Limitiamoci ai fatti: la proposta di iniziativa popolare giace ormai da due legislature e dunque è in scadenza, come previsto dalla legge. Fino a quando non c’è stata la sentenza della Corte costituzionale nulla si è mosso, e anche adesso si fa di tutto per non cambiare alcunché. La classe politica si è svegliata solo quando l’associazione Coscioni ha deciso di indire un referendum. Ma le norme fin qui elaborate si limitano solo a rispecchiare la sentenza della Consulta. Dunque, sarebbe una legge inutile perché il dispositivo della Corte costituzionale è comunque immediatamente applicativo. Il legislatore avrebbe dovuto fare un passo in più. Riguardo al Pd, non ha mai avallato davvero l’iniziativa, pur senza opporvisi. Ma la storia dovrebbe insegnare che gli elettori vogliono dai propri partiti parole chiare, non ambigue per tentare di non scontentare nessuno. Così, si finisce per scontentare tutti.
Avete aderito anche al referendum sulla legalizzazione della cannabis. Le 630 mila firme raccolte sono davvero rappresentative o il frutto di una deriva digitale della democrazia?
Nel caso della cannabis non ne facciamo una questione di diritti ma soprattutto di sottrazione del mercato alla malavita organizzata. Siamo convinti che il fenomeno dell’uso di sostanze non si sconfigga con il proibizionismo. Per quanto riguarda la firma online credo sia una grandissima conquista anche per il futuro, un avanzamento – non una deriva – della democrazia perché consente di partecipare attivamente alla vita politica anche a chi vive all’estero o ha difficoltà ad uscire di casa, chi vive nelle province più remote, o semplicemente non ha molto tempo. Hanno detto di tutto, sottovalutando le persone che hanno firmato. Hanno parlato di «clickocrazia» e cose del genere, francamente offensive del senso civico delle persone.

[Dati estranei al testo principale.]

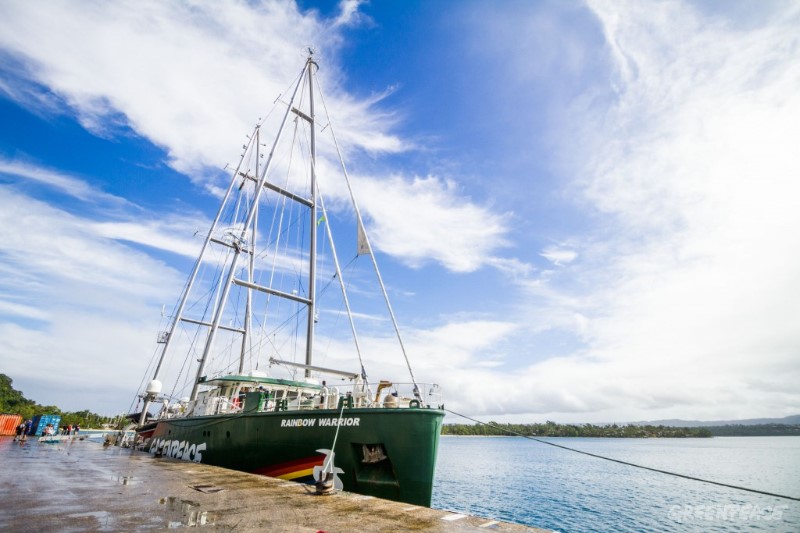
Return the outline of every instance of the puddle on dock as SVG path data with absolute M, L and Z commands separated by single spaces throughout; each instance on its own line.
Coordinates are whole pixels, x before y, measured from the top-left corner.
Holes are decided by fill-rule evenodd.
M 191 500 L 169 496 L 161 498 L 158 503 L 166 506 L 167 527 L 170 529 L 206 526 L 216 520 L 216 513 L 201 511 L 200 504 Z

Il papa ha parlato di «cultura dello scarto», riguardo all’eutanasia, sposando le posizioni più oltranziste della politica cattolica.
In generale, per fedeltà al principio di laicità, evito di commentare le dichiarazioni dei religiosi su questi temi. Trovo però davvero molto degradante che si riduca e si banalizzi così questa discussione, offendendo le persone che in questi anni hanno sofferto e hanno reclamato una legge come questa. Persone che di sicuro non sono portatori di una cultura dello scarto.
La destra promette di fermare i referendum, come ha fatto con la legge Zan.
Si sta mettendo la discussione sullo stesso piano in cui la si mise ai tempi del referendum sulla legge 40 (fecondazione assistita, ndr) tentando la via del sabotaggio attraverso il non raggiungimento del quorum. Perché sanno che con tutta evidenza se si portassero davvero gli italiani a votare su questo tema, la stragrande maggioranza sarebbe d’accordo con il legalizzare una pratica che già esiste illegalmente.